503provider backend unavailableWe could not load the provider catalog.
503model catalog unavailableWe could not load the model list.
Note Every 503 here is the firewall refusing to guess. A firewall that forwards requests it could not screen is not a firewall. If you would rather take the traffic than the outage, FAIL_OPEN exists — but it applies only to guardrail evaluation, and never to authentication or provider/model policy.

Errors you will not see

Because these features do not exist: no 429 rate limit, no quota error, no budget-exceeded error, no billing error. The firewall imposes none of these. A 429 relayed to you came from the provider, against your own account and your own quota. See limitations & roadmap.

Handling these in code

The pattern that matters: distinguish your organisation refused this from the provider refused this. Both are HTTP errors, and only the first is something you can fix by changing your prompt.

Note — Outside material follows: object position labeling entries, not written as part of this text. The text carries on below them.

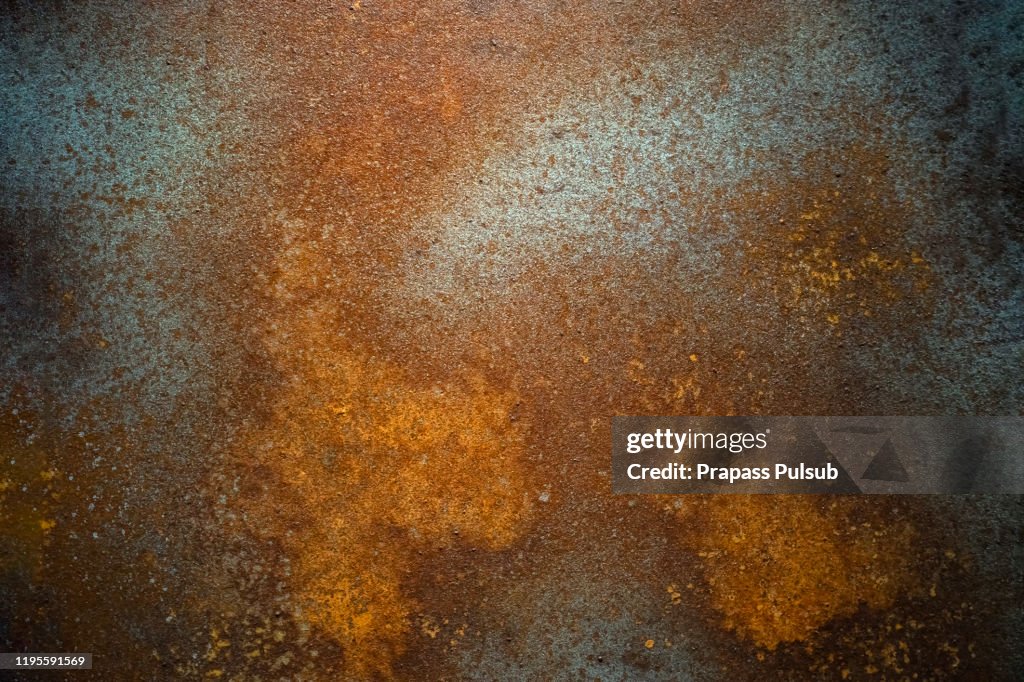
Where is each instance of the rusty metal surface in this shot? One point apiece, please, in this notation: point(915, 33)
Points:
point(313, 316)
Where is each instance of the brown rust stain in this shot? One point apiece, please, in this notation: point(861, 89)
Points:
point(358, 466)
point(778, 569)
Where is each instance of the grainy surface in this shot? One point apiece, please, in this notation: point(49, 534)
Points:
point(313, 315)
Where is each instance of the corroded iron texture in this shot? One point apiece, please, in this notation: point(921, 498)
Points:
point(313, 316)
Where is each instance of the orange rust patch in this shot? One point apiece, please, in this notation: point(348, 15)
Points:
point(358, 466)
point(777, 569)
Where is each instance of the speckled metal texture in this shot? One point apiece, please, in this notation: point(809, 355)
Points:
point(313, 316)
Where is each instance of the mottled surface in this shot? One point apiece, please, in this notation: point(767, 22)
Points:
point(313, 315)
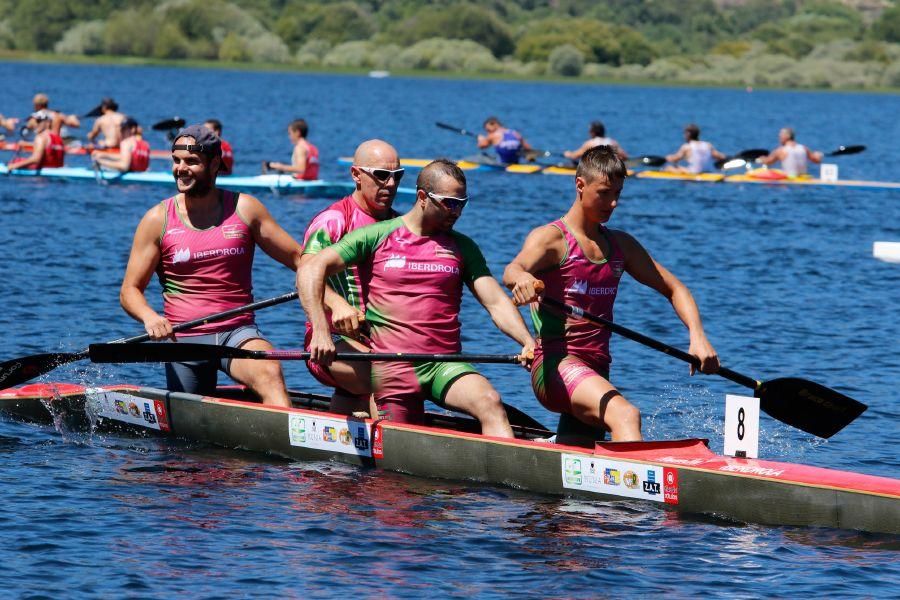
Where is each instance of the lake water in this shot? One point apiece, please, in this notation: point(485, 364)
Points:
point(785, 280)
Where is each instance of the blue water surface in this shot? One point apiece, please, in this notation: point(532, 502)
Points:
point(784, 278)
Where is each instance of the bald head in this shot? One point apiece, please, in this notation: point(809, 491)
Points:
point(376, 153)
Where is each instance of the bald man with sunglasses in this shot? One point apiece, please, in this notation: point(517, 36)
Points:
point(413, 268)
point(376, 172)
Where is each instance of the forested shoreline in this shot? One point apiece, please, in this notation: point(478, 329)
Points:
point(854, 44)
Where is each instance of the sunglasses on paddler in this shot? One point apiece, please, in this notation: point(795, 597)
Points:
point(383, 175)
point(450, 203)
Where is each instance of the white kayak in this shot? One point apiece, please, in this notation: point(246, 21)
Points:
point(270, 181)
point(887, 251)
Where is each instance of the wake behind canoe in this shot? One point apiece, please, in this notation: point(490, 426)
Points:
point(681, 475)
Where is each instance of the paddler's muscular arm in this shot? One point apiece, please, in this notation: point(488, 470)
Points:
point(344, 317)
point(145, 256)
point(543, 249)
point(503, 312)
point(312, 291)
point(640, 265)
point(268, 234)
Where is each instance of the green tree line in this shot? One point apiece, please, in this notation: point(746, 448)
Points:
point(816, 43)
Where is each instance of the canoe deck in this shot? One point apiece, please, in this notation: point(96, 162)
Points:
point(680, 475)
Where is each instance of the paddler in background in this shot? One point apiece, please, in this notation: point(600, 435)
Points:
point(376, 172)
point(580, 262)
point(200, 243)
point(8, 123)
point(134, 151)
point(215, 126)
point(509, 144)
point(414, 268)
point(699, 155)
point(109, 124)
point(305, 157)
point(48, 149)
point(59, 121)
point(597, 137)
point(793, 155)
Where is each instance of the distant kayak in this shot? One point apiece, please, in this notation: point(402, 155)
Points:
point(27, 147)
point(274, 182)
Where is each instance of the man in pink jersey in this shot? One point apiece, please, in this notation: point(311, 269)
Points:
point(414, 267)
point(580, 262)
point(376, 172)
point(305, 157)
point(200, 243)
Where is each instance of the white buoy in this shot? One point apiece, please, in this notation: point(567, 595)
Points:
point(887, 251)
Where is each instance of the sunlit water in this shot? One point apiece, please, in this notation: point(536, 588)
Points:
point(784, 278)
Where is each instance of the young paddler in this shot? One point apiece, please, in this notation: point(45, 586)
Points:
point(305, 156)
point(134, 151)
point(200, 243)
point(794, 156)
point(376, 172)
point(414, 267)
point(580, 263)
point(48, 149)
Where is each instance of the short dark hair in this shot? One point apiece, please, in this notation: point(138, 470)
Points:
point(216, 125)
point(601, 160)
point(300, 126)
point(692, 130)
point(436, 169)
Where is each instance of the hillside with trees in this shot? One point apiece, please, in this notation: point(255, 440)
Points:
point(783, 43)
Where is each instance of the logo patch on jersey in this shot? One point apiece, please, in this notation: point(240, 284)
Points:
point(579, 287)
point(232, 232)
point(181, 255)
point(395, 262)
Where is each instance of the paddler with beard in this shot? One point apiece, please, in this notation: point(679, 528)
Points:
point(200, 243)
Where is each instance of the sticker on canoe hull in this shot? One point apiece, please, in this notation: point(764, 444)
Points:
point(344, 436)
point(126, 408)
point(620, 478)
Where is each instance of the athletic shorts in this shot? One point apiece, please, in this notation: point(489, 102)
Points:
point(402, 387)
point(555, 376)
point(322, 374)
point(200, 377)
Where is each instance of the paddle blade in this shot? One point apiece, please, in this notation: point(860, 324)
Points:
point(160, 352)
point(808, 405)
point(752, 154)
point(19, 370)
point(842, 150)
point(458, 130)
point(95, 112)
point(647, 161)
point(168, 124)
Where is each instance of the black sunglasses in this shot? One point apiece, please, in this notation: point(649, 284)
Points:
point(383, 175)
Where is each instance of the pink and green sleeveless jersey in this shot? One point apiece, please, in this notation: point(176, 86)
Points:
point(580, 282)
point(414, 284)
point(327, 228)
point(204, 271)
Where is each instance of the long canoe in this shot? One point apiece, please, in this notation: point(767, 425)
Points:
point(27, 147)
point(652, 175)
point(678, 475)
point(276, 182)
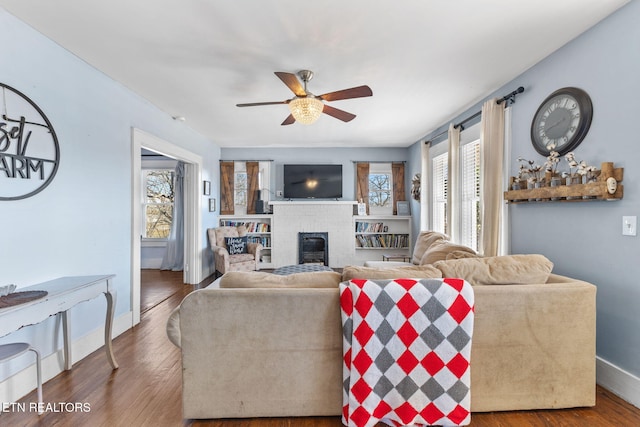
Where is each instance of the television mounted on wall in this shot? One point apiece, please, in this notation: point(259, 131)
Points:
point(312, 181)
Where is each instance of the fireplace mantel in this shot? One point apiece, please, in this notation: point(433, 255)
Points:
point(313, 202)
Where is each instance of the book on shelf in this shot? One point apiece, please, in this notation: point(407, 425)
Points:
point(369, 227)
point(263, 240)
point(391, 241)
point(252, 227)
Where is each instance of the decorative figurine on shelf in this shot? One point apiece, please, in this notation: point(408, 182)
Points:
point(415, 187)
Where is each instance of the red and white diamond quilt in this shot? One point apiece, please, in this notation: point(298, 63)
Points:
point(406, 348)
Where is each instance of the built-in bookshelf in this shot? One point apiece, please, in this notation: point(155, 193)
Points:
point(390, 234)
point(258, 231)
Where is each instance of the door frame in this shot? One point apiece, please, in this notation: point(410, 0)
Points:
point(192, 212)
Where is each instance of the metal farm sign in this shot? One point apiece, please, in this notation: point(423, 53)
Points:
point(29, 151)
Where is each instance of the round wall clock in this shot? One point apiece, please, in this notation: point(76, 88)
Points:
point(562, 121)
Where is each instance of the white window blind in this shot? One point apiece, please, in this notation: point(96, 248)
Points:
point(439, 192)
point(470, 194)
point(467, 214)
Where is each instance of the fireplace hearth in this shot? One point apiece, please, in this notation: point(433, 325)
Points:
point(313, 248)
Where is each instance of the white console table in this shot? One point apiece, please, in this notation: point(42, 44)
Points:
point(63, 293)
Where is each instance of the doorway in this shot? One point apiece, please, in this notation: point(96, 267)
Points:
point(192, 214)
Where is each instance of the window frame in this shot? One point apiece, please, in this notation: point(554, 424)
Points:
point(152, 166)
point(381, 168)
point(471, 135)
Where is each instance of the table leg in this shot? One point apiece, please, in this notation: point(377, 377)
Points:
point(111, 304)
point(66, 334)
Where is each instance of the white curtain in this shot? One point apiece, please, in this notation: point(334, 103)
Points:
point(453, 186)
point(425, 187)
point(174, 255)
point(492, 138)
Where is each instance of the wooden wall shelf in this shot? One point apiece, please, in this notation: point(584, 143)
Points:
point(573, 193)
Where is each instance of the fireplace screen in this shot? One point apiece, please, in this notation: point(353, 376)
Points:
point(313, 248)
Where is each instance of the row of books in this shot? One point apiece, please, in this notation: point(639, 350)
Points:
point(252, 227)
point(370, 227)
point(382, 240)
point(264, 240)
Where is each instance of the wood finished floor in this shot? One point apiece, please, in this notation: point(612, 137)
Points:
point(146, 389)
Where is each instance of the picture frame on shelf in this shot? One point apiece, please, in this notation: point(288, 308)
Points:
point(403, 208)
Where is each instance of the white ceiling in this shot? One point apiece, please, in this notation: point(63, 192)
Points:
point(425, 60)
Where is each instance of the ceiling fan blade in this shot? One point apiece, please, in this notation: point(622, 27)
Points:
point(338, 114)
point(288, 121)
point(354, 92)
point(292, 82)
point(255, 104)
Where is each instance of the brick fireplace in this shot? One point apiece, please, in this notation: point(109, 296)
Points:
point(334, 218)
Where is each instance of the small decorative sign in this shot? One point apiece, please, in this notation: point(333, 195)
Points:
point(29, 150)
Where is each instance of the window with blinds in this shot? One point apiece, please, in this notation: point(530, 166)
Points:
point(470, 194)
point(468, 212)
point(439, 193)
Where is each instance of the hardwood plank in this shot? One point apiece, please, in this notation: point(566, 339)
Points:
point(146, 390)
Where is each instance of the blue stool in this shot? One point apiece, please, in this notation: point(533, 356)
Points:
point(10, 351)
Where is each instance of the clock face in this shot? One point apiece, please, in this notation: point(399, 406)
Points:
point(562, 121)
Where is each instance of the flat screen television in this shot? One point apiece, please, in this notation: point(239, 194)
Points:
point(312, 181)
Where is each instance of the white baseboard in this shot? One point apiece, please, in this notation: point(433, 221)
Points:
point(618, 381)
point(23, 382)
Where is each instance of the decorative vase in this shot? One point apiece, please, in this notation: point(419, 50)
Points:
point(573, 180)
point(538, 184)
point(556, 182)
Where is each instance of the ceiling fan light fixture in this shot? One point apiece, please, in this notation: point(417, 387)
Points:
point(306, 110)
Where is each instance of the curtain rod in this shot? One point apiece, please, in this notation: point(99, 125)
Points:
point(509, 98)
point(379, 161)
point(245, 160)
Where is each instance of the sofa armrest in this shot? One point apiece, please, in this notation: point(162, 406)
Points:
point(534, 346)
point(254, 249)
point(229, 336)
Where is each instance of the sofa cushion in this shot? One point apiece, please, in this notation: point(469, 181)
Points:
point(424, 241)
point(221, 233)
point(236, 245)
point(499, 270)
point(414, 271)
point(258, 279)
point(443, 250)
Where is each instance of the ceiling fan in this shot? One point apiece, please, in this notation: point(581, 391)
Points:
point(306, 107)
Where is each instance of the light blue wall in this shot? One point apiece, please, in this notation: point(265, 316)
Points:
point(584, 240)
point(343, 156)
point(81, 223)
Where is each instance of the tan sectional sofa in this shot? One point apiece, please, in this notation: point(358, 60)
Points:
point(268, 346)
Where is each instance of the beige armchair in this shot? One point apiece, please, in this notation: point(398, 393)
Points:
point(237, 262)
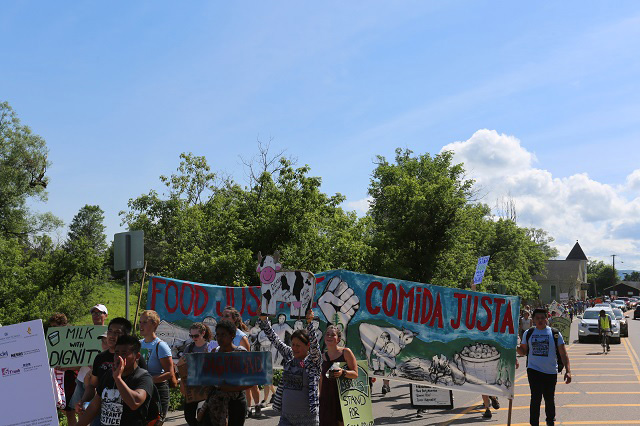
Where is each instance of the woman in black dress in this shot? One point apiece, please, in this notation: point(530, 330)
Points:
point(330, 411)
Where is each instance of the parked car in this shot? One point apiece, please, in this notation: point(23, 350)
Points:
point(625, 299)
point(622, 319)
point(620, 304)
point(588, 326)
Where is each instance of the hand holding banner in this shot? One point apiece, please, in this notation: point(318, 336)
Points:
point(229, 368)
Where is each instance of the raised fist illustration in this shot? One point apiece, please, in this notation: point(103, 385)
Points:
point(339, 299)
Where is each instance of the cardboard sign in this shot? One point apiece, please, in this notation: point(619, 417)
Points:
point(229, 368)
point(431, 397)
point(74, 346)
point(564, 327)
point(355, 398)
point(191, 393)
point(481, 267)
point(25, 376)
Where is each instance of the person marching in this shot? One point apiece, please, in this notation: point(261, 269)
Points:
point(538, 343)
point(330, 410)
point(297, 395)
point(201, 335)
point(242, 339)
point(604, 327)
point(227, 402)
point(157, 354)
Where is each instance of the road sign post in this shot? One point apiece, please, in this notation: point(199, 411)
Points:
point(128, 253)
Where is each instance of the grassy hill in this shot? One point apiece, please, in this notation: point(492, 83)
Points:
point(112, 295)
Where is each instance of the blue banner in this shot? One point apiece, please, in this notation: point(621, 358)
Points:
point(406, 331)
point(229, 368)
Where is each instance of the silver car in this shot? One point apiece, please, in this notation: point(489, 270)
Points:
point(622, 319)
point(588, 327)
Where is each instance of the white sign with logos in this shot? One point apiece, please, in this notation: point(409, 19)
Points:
point(430, 397)
point(25, 374)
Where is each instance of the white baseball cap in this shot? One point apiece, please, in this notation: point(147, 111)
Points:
point(101, 308)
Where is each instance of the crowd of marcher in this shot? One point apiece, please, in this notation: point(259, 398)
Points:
point(129, 382)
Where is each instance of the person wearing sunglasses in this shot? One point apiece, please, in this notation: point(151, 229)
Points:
point(201, 335)
point(103, 362)
point(157, 354)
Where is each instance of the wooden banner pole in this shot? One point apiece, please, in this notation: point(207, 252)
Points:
point(144, 273)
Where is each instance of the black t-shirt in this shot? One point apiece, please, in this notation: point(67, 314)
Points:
point(103, 362)
point(114, 411)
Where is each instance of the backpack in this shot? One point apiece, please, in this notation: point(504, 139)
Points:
point(556, 334)
point(173, 380)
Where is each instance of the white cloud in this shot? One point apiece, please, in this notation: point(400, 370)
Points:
point(570, 208)
point(633, 180)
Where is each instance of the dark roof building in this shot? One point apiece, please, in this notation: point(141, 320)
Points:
point(576, 253)
point(564, 280)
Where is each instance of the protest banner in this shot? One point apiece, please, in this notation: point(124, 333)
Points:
point(426, 397)
point(229, 368)
point(564, 326)
point(191, 393)
point(481, 267)
point(557, 308)
point(74, 346)
point(28, 397)
point(276, 285)
point(406, 331)
point(355, 397)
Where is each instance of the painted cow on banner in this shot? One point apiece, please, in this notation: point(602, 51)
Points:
point(294, 287)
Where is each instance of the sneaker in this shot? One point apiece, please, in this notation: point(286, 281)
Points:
point(494, 402)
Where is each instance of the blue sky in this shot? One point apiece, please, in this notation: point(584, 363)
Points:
point(120, 89)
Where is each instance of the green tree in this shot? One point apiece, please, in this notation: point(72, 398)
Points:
point(34, 272)
point(23, 167)
point(599, 276)
point(88, 224)
point(428, 228)
point(209, 229)
point(543, 240)
point(418, 202)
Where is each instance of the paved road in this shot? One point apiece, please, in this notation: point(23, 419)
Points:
point(605, 391)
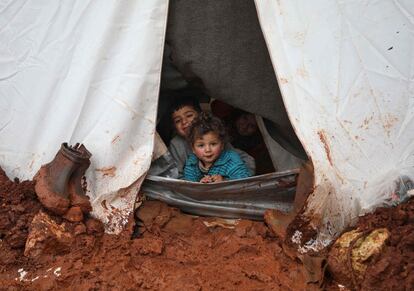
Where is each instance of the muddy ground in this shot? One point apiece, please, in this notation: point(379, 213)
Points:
point(175, 251)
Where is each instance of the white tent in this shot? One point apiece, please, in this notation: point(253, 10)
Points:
point(80, 71)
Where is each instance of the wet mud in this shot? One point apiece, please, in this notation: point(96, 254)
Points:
point(171, 251)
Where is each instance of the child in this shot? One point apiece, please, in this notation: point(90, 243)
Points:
point(183, 112)
point(210, 162)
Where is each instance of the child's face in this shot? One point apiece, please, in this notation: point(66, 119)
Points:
point(182, 119)
point(208, 148)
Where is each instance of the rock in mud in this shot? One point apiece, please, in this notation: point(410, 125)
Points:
point(351, 254)
point(94, 226)
point(74, 214)
point(47, 237)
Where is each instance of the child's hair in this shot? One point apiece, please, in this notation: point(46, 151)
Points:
point(204, 124)
point(181, 101)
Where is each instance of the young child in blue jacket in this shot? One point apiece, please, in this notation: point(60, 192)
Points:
point(210, 161)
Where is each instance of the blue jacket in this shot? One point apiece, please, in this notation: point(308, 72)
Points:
point(229, 165)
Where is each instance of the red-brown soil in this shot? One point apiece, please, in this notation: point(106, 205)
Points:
point(173, 251)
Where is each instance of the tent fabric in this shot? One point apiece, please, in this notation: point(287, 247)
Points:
point(345, 70)
point(80, 71)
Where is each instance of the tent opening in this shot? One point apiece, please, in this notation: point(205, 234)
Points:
point(221, 58)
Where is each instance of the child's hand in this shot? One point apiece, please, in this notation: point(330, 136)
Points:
point(217, 178)
point(206, 179)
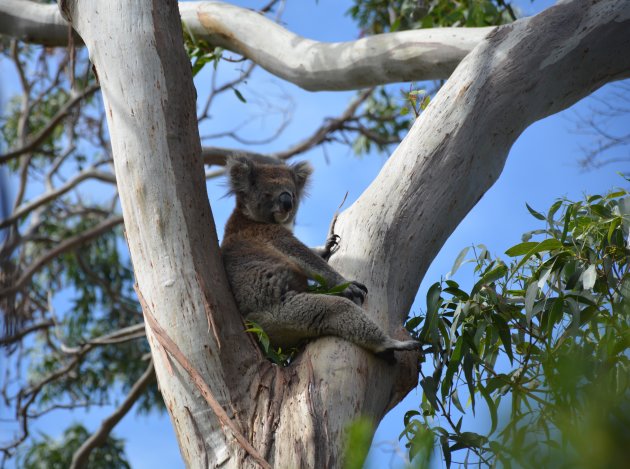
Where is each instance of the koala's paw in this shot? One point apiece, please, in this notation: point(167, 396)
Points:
point(355, 292)
point(331, 246)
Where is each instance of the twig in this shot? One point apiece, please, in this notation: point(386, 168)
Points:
point(52, 124)
point(171, 347)
point(64, 246)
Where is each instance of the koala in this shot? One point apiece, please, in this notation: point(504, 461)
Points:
point(269, 269)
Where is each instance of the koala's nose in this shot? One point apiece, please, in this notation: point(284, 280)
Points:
point(286, 201)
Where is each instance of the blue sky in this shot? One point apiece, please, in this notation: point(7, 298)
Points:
point(541, 167)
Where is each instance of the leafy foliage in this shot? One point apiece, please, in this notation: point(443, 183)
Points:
point(387, 118)
point(541, 341)
point(380, 16)
point(47, 453)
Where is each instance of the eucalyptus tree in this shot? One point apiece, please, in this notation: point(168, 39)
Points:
point(229, 404)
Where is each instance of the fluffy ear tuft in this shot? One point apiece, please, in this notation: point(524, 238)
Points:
point(241, 173)
point(301, 172)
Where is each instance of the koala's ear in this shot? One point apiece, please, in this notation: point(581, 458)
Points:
point(241, 173)
point(302, 171)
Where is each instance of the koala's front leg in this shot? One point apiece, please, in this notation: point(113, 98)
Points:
point(315, 267)
point(355, 292)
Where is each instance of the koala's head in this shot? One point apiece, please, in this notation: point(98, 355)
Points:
point(267, 191)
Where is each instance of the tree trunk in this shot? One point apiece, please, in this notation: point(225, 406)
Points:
point(146, 81)
point(295, 417)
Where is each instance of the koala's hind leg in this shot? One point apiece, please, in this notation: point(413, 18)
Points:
point(307, 315)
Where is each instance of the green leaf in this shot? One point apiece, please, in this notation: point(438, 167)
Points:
point(489, 277)
point(535, 213)
point(491, 407)
point(458, 261)
point(429, 386)
point(589, 276)
point(521, 248)
point(530, 298)
point(470, 381)
point(239, 95)
point(445, 450)
point(611, 229)
point(504, 334)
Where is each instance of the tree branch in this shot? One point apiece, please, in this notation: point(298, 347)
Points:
point(91, 173)
point(174, 351)
point(35, 141)
point(64, 246)
point(98, 438)
point(424, 54)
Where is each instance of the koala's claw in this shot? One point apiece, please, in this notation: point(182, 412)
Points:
point(331, 246)
point(356, 292)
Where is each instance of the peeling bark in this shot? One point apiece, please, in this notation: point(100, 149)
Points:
point(295, 417)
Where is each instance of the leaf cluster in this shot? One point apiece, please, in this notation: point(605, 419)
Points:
point(57, 454)
point(540, 340)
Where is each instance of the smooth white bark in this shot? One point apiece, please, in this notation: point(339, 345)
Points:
point(386, 58)
point(137, 50)
point(454, 152)
point(452, 155)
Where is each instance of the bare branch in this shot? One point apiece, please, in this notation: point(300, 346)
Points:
point(424, 54)
point(91, 173)
point(65, 246)
point(80, 458)
point(24, 332)
point(50, 126)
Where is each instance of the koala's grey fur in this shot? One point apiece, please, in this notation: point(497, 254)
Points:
point(268, 268)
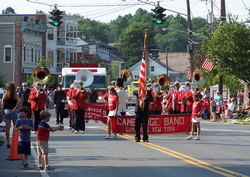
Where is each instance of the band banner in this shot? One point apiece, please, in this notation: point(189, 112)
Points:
point(96, 112)
point(157, 124)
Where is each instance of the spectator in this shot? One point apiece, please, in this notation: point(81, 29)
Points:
point(225, 114)
point(10, 104)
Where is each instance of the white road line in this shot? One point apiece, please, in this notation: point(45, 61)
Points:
point(34, 154)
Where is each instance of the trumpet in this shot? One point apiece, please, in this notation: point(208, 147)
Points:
point(197, 90)
point(81, 89)
point(41, 90)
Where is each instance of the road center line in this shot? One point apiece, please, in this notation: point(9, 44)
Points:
point(186, 158)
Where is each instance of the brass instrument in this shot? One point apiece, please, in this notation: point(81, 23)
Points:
point(127, 76)
point(164, 81)
point(41, 90)
point(81, 89)
point(41, 74)
point(197, 90)
point(198, 77)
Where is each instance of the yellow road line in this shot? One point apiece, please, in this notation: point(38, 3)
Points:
point(187, 158)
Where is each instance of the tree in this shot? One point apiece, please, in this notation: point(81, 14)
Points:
point(40, 12)
point(229, 49)
point(43, 62)
point(132, 41)
point(8, 10)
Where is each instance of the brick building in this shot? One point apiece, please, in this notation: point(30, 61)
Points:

from openai import OpenAI, APIStatusError

try:
    resp = client.chat.completions.create(model="gpt-4o-mini", messages=[...])
except APIStatusError as e:
    body = e.response.json().get("error", {})
    code = body.get("code")

    if code == "request_blocked":
        print(f"Blocked by your organisation's rule: {body['blocked_by']}")
    elif code in ("model_denied", "model_not_allowed"):
        print("That model is not permitted by your organisation.")
    elif code == "provider_key_missing":
        print("No provider key is stored. Run: vulnetix ai-firewall key set <provider>")
    else:
        raise

Note there is no error for a redaction. A redacted request returns a normal 200. The client cannot tell. See redact PII.